The set of support vectors is just the set of training examples that have non-zero alpha parameters. To implement the gradient update you just evaluate the support vector machine on the example (using the explicit kernel expansion) and then if the example has signed margin less than 1 you add y * eta to the corresponding alpha value.

The difficulty with Pegasos for non linear kernels is the support set quickly becomes very large and so evaluating the model becomes very slow. Note that since the alpha values are not constrained to be non-negative (unlike the standard dual algorithms) the alpha values don't ever get clipped to zero--instead they just slowly converge to zero. It's still (I think) one of the fastest methods in terms of theoretical convergence guarantees but perhaps not as fast as LaSVM or something similar in practice.

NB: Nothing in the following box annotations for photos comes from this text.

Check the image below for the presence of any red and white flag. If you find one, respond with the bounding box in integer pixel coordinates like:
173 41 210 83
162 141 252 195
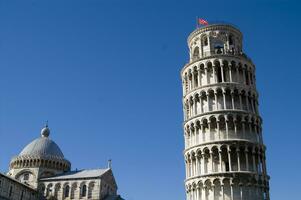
198 18 208 25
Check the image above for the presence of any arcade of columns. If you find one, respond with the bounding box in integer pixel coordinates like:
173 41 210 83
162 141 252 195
181 25 269 200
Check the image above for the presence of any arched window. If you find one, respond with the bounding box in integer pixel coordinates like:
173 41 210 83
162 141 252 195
81 185 87 197
64 185 70 198
192 47 200 60
9 186 13 197
88 182 94 199
229 35 234 45
202 36 208 46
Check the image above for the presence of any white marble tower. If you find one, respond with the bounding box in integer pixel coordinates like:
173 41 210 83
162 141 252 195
181 24 270 200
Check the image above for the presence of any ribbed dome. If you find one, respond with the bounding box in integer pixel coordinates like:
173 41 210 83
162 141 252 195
19 137 64 158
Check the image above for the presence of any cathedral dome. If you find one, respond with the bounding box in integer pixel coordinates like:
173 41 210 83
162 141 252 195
10 125 71 171
19 125 64 158
19 136 64 158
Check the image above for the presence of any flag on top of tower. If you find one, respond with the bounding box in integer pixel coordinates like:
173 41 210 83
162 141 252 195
198 18 209 25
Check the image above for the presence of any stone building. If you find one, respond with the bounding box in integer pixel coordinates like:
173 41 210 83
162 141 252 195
0 173 40 200
0 126 122 200
181 24 270 200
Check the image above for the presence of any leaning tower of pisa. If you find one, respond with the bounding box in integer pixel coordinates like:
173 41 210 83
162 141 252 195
181 24 270 200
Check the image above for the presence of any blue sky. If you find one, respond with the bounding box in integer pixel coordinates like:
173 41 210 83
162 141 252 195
0 0 301 200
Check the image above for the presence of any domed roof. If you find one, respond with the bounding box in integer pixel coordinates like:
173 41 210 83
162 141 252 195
19 125 64 158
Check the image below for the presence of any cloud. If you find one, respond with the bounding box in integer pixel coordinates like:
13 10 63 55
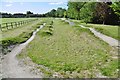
20 2 23 5
49 2 64 5
5 4 12 7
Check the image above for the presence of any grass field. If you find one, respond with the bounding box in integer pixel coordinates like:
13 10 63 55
80 24 120 40
0 18 35 23
0 19 47 54
19 20 118 78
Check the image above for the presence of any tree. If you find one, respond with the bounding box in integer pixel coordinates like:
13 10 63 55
26 11 33 17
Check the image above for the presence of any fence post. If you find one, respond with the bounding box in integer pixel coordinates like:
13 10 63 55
11 22 13 28
15 22 17 27
6 23 9 29
0 24 2 31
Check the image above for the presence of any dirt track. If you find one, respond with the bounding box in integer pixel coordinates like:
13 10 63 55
2 24 45 78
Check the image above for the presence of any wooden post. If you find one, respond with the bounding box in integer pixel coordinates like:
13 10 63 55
11 22 13 28
6 23 9 29
0 24 2 31
15 22 17 27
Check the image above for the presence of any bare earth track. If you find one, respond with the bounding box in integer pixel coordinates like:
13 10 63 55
2 24 45 78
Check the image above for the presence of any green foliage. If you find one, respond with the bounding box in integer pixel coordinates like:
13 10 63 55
22 20 117 78
110 2 120 16
80 2 96 23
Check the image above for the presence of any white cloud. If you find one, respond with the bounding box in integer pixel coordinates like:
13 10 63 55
49 2 64 5
20 2 23 5
5 4 12 7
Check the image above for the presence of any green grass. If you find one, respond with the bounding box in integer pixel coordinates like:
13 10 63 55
21 20 118 78
83 24 120 40
0 20 48 54
0 18 35 23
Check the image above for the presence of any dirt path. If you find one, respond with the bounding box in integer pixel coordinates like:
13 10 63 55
2 24 45 78
80 25 119 47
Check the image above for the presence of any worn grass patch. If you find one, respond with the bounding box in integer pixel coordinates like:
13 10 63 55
0 18 47 54
19 20 118 78
83 24 120 40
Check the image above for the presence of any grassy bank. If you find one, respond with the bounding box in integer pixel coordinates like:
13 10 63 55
19 20 118 78
80 24 120 40
0 20 47 54
0 18 35 23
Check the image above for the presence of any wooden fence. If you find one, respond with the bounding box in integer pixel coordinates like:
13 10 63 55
0 19 38 31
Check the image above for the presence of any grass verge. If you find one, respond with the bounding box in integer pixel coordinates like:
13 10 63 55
21 20 118 78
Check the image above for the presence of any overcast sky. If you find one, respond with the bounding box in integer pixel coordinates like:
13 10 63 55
0 0 67 14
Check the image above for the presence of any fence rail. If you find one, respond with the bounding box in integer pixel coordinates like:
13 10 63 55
0 19 38 31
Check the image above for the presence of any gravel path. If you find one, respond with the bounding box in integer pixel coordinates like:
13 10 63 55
80 25 119 47
2 24 45 78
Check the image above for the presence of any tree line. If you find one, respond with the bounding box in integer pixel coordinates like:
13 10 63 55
0 1 120 25
67 2 120 24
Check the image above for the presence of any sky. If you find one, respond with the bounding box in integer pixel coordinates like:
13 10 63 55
0 1 67 14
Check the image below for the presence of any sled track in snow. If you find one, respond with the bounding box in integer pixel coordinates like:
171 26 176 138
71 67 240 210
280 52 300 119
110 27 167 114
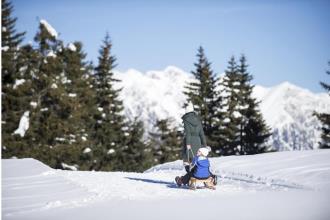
214 172 315 190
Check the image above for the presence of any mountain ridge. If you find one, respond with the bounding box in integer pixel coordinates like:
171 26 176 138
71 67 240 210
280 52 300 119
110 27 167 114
114 66 330 151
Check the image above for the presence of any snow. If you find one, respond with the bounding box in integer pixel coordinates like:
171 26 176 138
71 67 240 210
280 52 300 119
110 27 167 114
40 19 58 38
13 79 25 89
68 43 77 52
114 66 330 151
61 163 78 171
13 111 30 137
108 148 116 154
2 150 330 220
50 83 58 89
46 50 56 58
1 46 9 51
223 118 230 123
30 102 38 108
83 147 92 154
233 111 242 118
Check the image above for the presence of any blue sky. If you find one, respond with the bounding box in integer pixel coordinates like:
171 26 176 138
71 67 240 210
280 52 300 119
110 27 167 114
13 0 330 92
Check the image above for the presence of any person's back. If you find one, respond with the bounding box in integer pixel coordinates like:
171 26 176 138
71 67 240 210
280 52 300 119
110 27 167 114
192 156 211 179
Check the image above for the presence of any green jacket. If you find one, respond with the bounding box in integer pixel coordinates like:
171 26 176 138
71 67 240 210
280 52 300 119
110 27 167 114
182 112 206 162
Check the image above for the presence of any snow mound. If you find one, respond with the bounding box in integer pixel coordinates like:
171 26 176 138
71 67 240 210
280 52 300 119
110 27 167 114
2 150 330 220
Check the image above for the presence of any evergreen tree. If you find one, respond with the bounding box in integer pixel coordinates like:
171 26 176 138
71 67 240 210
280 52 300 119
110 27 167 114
185 47 222 149
92 34 129 170
221 55 271 155
120 119 154 172
150 119 182 164
316 61 330 149
60 42 95 170
1 0 25 84
238 55 271 154
218 56 241 155
27 20 79 168
1 0 31 158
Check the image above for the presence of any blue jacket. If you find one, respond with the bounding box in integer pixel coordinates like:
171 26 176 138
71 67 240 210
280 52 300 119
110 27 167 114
192 156 210 179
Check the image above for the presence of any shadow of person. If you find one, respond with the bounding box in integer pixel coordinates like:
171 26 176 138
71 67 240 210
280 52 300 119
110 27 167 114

However, there's been a more general trend in machine learning to use linear models with lots of features instead of kernel models, partially because of these sort scalability issues.

ogrisel · on April 16, 2012

Thanks for the reply. I was told by twitter that this is similar to the kernel perceptron which I don't know well either. There is a good introduction with python code snippet here:

http://www.mblondel.org/journal/2010/10/31/kernel-perceptron...

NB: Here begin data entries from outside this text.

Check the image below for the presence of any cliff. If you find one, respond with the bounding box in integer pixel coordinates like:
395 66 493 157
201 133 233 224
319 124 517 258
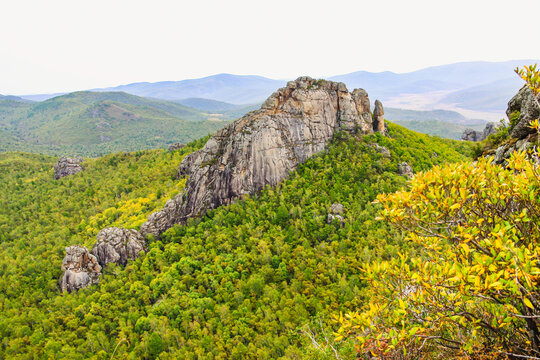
141 77 386 236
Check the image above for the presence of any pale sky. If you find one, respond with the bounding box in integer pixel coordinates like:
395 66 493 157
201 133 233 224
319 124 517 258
0 0 540 94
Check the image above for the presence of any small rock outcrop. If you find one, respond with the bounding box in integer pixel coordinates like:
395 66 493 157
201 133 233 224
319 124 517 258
461 122 497 141
326 203 345 224
91 227 146 267
54 156 84 180
373 100 387 135
368 143 392 159
141 77 386 236
461 128 482 141
398 162 414 179
168 143 186 151
484 85 540 164
60 245 101 292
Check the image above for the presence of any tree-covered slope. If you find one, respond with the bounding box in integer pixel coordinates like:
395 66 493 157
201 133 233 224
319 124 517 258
0 125 469 359
0 91 229 156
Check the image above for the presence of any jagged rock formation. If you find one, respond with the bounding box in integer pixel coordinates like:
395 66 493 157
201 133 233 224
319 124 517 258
461 128 481 141
398 162 414 179
60 245 101 292
484 85 540 164
373 100 387 135
461 122 497 141
54 156 84 180
141 77 386 236
506 85 540 139
91 227 146 267
368 143 392 159
168 143 186 151
326 203 345 224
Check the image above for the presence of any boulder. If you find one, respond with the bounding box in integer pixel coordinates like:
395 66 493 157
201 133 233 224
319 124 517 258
326 203 345 224
461 122 497 141
168 143 186 151
54 156 84 180
461 128 480 141
60 245 101 292
141 77 384 236
368 144 392 159
398 162 414 179
91 227 146 267
506 85 540 139
482 122 498 140
373 100 387 134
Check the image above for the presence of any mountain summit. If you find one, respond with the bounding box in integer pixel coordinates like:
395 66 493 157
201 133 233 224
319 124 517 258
141 77 385 236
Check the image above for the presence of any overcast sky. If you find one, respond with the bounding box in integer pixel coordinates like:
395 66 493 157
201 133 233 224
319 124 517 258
0 0 540 94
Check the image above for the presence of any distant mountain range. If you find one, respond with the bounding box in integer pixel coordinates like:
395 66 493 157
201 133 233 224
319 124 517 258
0 60 539 156
14 59 540 120
0 91 230 156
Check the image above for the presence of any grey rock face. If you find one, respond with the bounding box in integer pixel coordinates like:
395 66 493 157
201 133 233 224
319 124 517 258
398 162 414 179
91 227 146 267
60 246 101 292
54 156 83 180
491 86 540 164
482 122 497 139
368 144 392 159
168 143 186 151
461 122 497 141
326 203 345 224
141 77 384 236
461 128 481 141
506 85 540 139
373 100 387 134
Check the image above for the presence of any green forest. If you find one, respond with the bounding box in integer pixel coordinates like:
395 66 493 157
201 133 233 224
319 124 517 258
0 124 471 359
0 91 231 157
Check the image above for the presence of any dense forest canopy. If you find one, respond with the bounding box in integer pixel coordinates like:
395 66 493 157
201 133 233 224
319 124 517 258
0 125 470 359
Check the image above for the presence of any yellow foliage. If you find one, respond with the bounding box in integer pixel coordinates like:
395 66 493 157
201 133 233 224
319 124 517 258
336 153 540 359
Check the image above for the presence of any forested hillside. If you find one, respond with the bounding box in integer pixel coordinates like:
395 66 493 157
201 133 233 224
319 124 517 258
0 124 470 359
0 91 230 156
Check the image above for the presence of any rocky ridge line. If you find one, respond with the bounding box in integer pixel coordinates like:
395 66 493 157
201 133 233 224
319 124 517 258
141 77 386 237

However it seems that you need to compute the kernel expansion on the full set of samples (or maybe just the accumulated past samples?): this does not sound very online to me...

sparsevector · on April 16, 2012

It's true you need to compute the kernel dot product between every example you see and every example in the support set (every example that ever previously evaluated to signed margin < 1). Whether it's online depends on your definition of "online" . It's definitely not online in the sense of using memory independent of the number of examples, since you have to keep around the support set. I think there are results showing the support set grows linearly with the size of the training set under reasonable assumptions. However, it is online in the sense that it operates on a stream of data, computing predictions and updates for each example one-by-one. It's also online in the sense that its analysis is based on online learning theory (e.g. mistake / regret bounds). A lot of learning theory papers use "online" in the latter two senses, which is confusing if you expect the former.